Grossi fügte hinzu, dass sich die Situation im KKW Zaporozhye „jeden Moment ändern kann“.

„Unsere Einschätzung lautet nach neusten Auskunftrmationen: Es besteht keine unmittelbare Bedrohung der nuklearen Sicherheit durch Beschuss, aber das kann sich jederzeit ändern“, sagte Grossi.

Gleichzeitig stellte er fest, dass alle militärischen Aktionen, die die nukleare Sicherheit der Station beeinträchtigen könnten, sofort eingestellt werden sollten.

Im Gegenzug forderte Chinas ständiger Vertreter bei den Vereinten Nationen, Zhang Jun, Russland und die Ukraine auf, sich an den Verhandlungstisch zu setzen.

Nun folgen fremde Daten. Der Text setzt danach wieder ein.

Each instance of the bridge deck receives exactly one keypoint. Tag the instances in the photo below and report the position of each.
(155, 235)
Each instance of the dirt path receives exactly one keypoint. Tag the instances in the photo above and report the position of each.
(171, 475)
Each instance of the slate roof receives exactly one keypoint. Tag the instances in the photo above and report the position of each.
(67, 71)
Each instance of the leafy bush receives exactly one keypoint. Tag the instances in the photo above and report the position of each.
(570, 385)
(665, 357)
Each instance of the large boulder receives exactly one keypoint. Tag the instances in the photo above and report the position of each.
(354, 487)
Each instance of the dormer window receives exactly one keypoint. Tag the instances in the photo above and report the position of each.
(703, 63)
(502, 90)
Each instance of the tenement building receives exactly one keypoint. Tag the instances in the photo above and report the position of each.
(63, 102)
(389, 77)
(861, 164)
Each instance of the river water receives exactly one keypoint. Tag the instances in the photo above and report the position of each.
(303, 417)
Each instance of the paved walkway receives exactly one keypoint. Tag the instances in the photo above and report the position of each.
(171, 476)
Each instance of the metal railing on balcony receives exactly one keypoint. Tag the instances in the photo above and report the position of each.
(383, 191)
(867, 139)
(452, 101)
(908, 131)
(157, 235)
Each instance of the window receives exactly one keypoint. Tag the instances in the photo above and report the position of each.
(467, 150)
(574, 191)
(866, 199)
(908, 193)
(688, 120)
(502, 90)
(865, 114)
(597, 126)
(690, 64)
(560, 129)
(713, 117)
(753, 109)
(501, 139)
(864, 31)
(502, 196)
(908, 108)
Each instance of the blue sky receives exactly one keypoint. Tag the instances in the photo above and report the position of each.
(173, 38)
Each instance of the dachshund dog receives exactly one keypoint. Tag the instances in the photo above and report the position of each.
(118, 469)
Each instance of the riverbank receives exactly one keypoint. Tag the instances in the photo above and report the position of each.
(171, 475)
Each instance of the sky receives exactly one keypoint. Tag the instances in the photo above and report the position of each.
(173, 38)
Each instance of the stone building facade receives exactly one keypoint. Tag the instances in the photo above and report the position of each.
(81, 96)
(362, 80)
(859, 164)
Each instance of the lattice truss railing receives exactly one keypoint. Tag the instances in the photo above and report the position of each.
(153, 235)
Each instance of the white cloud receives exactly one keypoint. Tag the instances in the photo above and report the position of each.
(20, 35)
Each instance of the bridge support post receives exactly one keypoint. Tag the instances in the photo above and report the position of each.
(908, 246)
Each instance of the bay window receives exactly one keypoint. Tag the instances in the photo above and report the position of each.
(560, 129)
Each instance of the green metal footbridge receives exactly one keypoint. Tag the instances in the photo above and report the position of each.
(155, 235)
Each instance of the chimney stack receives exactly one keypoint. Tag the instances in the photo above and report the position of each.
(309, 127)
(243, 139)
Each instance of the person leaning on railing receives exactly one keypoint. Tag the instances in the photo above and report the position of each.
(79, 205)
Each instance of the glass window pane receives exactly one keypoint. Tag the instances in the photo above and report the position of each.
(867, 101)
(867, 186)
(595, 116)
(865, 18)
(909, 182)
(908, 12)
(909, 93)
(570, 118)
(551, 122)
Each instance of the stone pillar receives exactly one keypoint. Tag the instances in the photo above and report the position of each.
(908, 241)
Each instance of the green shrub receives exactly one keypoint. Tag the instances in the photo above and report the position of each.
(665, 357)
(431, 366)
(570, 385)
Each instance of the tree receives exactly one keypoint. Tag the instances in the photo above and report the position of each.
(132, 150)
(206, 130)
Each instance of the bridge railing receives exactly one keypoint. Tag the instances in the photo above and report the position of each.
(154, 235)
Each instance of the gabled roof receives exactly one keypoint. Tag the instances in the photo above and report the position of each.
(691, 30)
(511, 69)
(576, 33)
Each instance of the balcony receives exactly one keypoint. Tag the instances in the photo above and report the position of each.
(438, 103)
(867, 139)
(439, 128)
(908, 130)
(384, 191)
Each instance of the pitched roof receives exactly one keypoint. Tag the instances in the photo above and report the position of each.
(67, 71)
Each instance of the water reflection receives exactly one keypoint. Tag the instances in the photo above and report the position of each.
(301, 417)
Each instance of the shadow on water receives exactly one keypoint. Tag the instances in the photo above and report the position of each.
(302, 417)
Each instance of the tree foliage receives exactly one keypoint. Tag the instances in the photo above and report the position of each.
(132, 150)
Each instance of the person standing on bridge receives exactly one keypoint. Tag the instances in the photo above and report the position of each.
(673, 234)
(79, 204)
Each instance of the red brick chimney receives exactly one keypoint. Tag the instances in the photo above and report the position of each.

Daran erinnern, dass heute, 11. August, die russischen Invasoren noch einmal im Kernkraftwerk Zaporozhye abgefeuert. Im Bereich der Stationskommandantur – neben der Schweißstelle und der Lagerung von Strahlenquellen – wurden fünf „Ankünfte“ registriert.

Besatzer regelmäßig das ZNPP beschießen. Zuletzt wurde ein Mitarbeiter des Kernkraftwerks verwundet.

Letzte Woche der Kommandeur der russischen Garnison bei der ZNPP kündigte seinen Abbau und seine Bereitschaft zur Sprengung an.